Agencias
Melbourne.- Roger Federer no golpea la pelotea, no osaría. Él la acaricia. La mima, la trata con la máxima delicadeza y la regala viajes placenteros al otro lado de la red, porque entiende el suizo, ganador ya de 20 grandes, que no hay mayor compromiso con ella y su deporte (y con el deporte en general, en realidad) que alcanzar el éxito por la vía de la belleza. En su caso, no hay otra opción.
Federer solo concibe ese único camino y continúa ganando como si en lugar de tener los 36 años que tiene tuviera el hambre de los 20. En la final de Melbourne, contra Marin Cilic, lo aplicó a rajatabla: la estética y el deseo, pero también otro condimento: el sufrimiento. Cilic, soberbio, le exigió de principio a fin, pero el hechicero sacó por enésima vez la varita: 6-2, 6-7, 6-3, 3-6 y 6-1, en 3h 02m.
Por tanto, ya están aquí los 20 grandes que hace un año sonaban a algo absolutamente utópico. Ya es Federer definitivamente un deportista que va más allá, porque sigue desafiando a la lógica y reventando todos los récords.

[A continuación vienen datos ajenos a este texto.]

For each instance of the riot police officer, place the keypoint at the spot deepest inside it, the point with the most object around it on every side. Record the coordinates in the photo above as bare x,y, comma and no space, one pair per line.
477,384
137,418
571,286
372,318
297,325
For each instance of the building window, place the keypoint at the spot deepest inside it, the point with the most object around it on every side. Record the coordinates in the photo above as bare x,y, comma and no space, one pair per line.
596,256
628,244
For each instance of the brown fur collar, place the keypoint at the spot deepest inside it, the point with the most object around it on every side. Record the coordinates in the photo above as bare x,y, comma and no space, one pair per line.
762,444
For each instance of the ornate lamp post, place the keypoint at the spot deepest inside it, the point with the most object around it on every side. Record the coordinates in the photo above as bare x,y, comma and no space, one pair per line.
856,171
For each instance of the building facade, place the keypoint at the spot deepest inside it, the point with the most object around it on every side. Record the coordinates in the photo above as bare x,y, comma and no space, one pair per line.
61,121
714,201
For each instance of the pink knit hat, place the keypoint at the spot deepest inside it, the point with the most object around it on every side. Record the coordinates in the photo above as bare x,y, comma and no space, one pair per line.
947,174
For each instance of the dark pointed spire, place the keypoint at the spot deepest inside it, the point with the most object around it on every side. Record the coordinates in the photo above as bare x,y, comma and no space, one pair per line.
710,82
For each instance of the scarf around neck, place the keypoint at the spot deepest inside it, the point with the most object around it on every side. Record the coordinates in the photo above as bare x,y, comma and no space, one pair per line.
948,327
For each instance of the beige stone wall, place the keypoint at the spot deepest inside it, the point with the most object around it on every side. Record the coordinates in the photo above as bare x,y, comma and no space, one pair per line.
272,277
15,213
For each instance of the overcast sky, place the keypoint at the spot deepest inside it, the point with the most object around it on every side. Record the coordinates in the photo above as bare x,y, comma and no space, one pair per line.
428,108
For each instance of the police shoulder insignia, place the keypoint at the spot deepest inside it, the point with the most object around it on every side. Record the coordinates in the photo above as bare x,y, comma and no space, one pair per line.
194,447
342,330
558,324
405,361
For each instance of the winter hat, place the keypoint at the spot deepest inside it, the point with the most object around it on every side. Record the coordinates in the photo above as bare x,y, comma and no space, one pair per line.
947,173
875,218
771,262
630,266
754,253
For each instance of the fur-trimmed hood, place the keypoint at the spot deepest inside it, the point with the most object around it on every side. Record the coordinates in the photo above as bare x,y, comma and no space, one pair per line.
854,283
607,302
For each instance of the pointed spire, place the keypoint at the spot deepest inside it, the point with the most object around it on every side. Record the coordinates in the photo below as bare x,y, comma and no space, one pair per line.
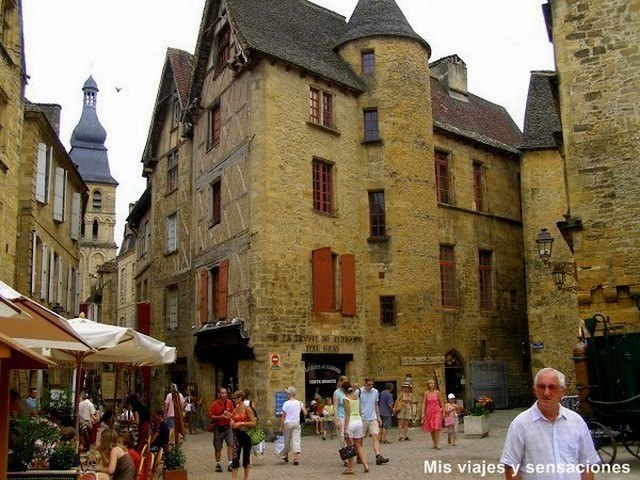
373,18
87,140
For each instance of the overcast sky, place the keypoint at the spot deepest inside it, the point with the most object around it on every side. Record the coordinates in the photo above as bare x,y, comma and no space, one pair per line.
122,43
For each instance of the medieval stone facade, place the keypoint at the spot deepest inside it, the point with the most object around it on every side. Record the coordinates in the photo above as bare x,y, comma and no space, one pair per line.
580,175
337,197
52,199
12,83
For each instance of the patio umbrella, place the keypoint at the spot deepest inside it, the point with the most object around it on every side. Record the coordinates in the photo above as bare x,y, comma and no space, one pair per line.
24,318
110,344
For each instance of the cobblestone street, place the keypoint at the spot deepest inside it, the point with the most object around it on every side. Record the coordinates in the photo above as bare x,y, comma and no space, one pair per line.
319,459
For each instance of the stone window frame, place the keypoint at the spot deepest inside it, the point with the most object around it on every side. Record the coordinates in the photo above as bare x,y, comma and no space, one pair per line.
388,307
448,286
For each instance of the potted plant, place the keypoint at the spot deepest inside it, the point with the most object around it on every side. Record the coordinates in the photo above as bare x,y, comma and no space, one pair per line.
31,441
476,424
64,456
175,464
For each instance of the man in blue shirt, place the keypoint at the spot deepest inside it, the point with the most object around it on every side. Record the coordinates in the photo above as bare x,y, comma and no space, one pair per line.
370,413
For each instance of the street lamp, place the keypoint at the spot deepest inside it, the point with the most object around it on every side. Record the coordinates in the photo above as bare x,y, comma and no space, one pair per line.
544,240
559,270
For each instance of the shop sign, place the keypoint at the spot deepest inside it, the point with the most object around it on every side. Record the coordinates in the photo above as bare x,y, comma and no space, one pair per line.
408,361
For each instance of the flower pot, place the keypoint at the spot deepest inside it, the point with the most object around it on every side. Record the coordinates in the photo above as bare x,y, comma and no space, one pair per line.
175,475
476,426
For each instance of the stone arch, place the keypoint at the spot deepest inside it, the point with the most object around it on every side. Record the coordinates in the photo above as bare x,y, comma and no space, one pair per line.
454,374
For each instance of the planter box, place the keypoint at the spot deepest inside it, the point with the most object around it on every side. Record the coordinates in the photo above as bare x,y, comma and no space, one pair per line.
476,426
175,475
44,475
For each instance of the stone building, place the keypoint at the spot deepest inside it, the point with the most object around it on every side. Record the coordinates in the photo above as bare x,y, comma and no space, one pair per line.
162,221
353,209
552,313
13,79
97,244
52,198
586,191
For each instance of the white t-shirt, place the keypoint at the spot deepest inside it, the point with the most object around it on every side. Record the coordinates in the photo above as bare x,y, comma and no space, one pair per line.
85,410
291,410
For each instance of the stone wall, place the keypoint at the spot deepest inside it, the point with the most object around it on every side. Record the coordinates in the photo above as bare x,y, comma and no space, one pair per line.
12,83
596,46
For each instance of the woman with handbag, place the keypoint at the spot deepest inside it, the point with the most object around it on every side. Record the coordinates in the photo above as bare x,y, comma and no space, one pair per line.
354,429
242,419
293,413
403,409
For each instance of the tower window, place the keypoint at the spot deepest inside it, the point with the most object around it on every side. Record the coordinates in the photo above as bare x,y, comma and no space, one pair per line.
97,200
368,62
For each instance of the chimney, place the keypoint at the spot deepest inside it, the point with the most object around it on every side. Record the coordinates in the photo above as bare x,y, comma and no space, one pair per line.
451,72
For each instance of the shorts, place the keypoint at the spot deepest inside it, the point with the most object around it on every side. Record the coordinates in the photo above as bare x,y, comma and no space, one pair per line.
370,427
386,422
355,429
220,436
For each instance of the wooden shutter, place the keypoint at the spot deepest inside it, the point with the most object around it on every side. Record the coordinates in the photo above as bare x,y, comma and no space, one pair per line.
204,295
221,299
44,272
41,174
322,280
348,272
144,317
59,196
52,278
76,204
34,258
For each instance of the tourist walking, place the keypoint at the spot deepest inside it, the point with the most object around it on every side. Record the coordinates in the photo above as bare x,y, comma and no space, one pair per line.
114,457
290,425
404,411
451,411
338,406
353,425
432,413
386,411
548,435
371,420
220,420
173,408
242,419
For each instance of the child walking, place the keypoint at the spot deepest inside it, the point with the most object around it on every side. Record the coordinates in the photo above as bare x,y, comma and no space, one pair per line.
451,410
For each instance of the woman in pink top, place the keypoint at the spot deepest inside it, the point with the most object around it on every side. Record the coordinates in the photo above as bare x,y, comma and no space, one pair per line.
432,413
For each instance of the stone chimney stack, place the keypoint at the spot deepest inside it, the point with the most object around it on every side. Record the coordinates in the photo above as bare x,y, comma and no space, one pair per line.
451,72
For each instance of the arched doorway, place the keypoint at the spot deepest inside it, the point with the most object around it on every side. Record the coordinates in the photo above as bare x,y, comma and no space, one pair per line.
454,374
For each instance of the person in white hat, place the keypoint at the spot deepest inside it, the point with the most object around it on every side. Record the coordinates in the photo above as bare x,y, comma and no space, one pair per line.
451,411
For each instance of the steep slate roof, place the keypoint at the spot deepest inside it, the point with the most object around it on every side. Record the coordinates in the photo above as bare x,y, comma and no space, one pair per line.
295,31
87,140
373,18
176,70
181,62
477,119
541,117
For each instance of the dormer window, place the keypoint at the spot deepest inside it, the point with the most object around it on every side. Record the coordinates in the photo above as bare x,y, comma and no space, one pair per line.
223,43
368,61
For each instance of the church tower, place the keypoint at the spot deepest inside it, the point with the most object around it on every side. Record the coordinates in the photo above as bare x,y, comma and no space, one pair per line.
88,152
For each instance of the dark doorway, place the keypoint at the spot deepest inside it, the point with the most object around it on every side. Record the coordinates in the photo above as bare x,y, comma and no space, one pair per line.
321,373
454,374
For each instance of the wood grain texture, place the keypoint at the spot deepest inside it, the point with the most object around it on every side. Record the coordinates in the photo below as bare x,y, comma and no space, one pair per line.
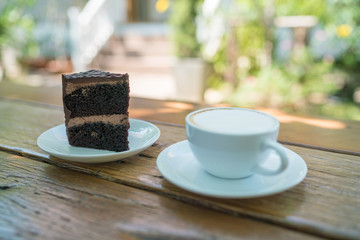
326,203
40,201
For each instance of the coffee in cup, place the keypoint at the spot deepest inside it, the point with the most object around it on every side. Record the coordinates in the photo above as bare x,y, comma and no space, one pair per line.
233,142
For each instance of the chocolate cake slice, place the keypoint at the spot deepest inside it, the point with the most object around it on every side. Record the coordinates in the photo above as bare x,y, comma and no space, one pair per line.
96,109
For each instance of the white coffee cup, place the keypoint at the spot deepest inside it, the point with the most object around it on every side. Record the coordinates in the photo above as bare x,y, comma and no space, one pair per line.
233,142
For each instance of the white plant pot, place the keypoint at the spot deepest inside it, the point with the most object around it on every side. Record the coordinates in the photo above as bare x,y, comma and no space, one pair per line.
190,75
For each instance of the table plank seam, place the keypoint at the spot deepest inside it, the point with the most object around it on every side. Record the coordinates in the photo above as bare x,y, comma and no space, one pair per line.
196,200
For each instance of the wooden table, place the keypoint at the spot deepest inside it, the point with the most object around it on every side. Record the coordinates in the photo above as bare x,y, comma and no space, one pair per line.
43,197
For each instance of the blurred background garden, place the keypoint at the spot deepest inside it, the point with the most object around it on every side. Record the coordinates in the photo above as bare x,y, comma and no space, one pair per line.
298,56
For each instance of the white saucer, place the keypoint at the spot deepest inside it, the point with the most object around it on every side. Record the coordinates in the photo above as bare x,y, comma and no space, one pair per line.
142,135
178,165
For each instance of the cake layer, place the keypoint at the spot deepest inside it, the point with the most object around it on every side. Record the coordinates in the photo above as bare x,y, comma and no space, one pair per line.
99,135
115,119
99,99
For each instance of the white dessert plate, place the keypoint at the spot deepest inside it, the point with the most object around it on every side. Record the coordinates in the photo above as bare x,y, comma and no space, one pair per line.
54,141
178,165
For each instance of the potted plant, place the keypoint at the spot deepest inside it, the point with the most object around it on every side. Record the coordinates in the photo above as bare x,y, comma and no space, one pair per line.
190,70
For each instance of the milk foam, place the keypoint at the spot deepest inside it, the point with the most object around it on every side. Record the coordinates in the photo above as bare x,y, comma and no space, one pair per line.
230,120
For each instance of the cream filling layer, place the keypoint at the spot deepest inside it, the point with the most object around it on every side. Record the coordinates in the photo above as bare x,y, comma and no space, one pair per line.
115,119
71,87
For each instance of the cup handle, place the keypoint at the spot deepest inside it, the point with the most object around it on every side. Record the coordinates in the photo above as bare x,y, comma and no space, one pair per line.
284,161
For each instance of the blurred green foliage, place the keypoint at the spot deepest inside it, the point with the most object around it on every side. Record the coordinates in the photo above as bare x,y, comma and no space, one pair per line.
324,84
16,27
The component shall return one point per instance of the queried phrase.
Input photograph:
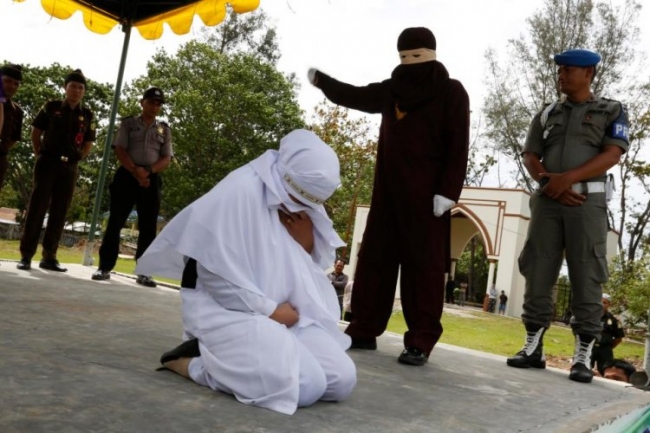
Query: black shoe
(187, 349)
(412, 356)
(100, 275)
(581, 368)
(145, 281)
(532, 354)
(52, 265)
(364, 343)
(24, 264)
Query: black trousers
(54, 184)
(125, 194)
(4, 163)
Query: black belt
(189, 275)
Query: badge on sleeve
(620, 130)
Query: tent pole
(88, 252)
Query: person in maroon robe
(419, 174)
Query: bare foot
(179, 366)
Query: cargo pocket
(600, 270)
(525, 259)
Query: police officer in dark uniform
(569, 148)
(610, 337)
(62, 134)
(144, 148)
(10, 132)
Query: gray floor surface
(80, 356)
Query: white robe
(248, 264)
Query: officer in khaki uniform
(569, 148)
(11, 130)
(144, 148)
(62, 134)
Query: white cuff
(311, 74)
(441, 205)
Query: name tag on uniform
(620, 130)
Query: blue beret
(581, 58)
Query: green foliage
(504, 335)
(226, 104)
(39, 85)
(473, 268)
(356, 151)
(526, 80)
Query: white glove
(441, 205)
(311, 74)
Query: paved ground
(80, 356)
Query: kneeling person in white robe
(259, 316)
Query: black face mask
(415, 84)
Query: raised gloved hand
(311, 74)
(441, 205)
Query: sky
(354, 41)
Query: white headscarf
(210, 228)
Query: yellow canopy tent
(148, 16)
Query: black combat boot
(581, 367)
(532, 354)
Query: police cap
(580, 58)
(154, 93)
(76, 76)
(13, 71)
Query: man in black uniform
(610, 337)
(13, 115)
(339, 280)
(144, 148)
(62, 135)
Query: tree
(357, 152)
(39, 85)
(226, 104)
(519, 89)
(528, 81)
(473, 267)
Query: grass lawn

Este último laurel le situó ya a la misma altura que Roy Emerson y Novak Djokovic, hexcampeones los dos en Australia, y le transportó a una nueva esfera en el tenis: alcanzó el segundo dígito, la segunda decena, y continuó abriendo hueco y quedándose un poco más solo ahí arriba, directo como un rayo hacia el libro Guinness y alimentando el debate de que tal vez deba presidir el Olimpo del deporte.
Tal vez, porque ahí están los Jordan, Bolt o Phelps, y un pequeño puñado de elegidos más.
Lo ofreció durante buena parte del encuentro, porque no solo resistió el ritmo sino que respondió como no se le había visto antes. Se adjudicó el tie-break del segundo (7-5) y luego, cuando Federer dio otro arreón, volvió a la carga; mérito, mucho mérito, porque en todo el torneo nadie le había arrebatado ningún set al suizo y él le arañó dos.
Entró en ebullición Cilic y durante un buen rato le tuteó al estilista clásico, al que le cambió el gesto: cosa rara. Después de mucho tiempo, se le vio gritar y enrabietarse, perder durante tres o cuatro segundos esa templanza única. Lo pasó mal, de ahí las lágrimas en la coronación posterior.
Entonces meneó la mandíbula, enseñó las fauces y dio otra dentellada furiosa en la yugular. Rompió en la manga definitiva, a la primera, y dibujó una derecha a bote pronto liftada e inverosímil, de videoteca. Luego siguió con la paleta en la mano y oprimió a Cilic hasta que este no pudo más.
Así, después del sufrimiento y el arrebato, Federer consiguió aquello que parecía imposible y que remarcan tanto las voces sabias del tenis: cada día que pasa es mejor. No deja de crecer y triunfar, cuando hace un año, antes de que ganase en este mismo escenario ante Rafael Nadal, muchos le habían dado por perdido porque venía de una larga estancia en la reserva y de no celebrar un grande desde 2012.
Error. Al igual que en 2017, abrochó el triunfo previa revisión del Ojo de Halcón, con un segundo saque abierto que tocó la línea. Dentro. Le queda mecha, mecha larga a Federer, que ya divisa a los demás desde otra dimensión, una todavía más elevada, todavía más inverosímil. Laver (79), el coloso de los viejos tiempos, le aplaudía y retrataba con su móvil desde la grada del estadio que lleva su nombre.
No es de extrañar. Federer tiene 36 años, rumbo hacia los 37, pero no deja de sorprender. Su repertorio de trucos es infinito y su deseo de vencer es inagotable. Es Roger Federer. Único e irrepetible. Si lo dice Laver, amén.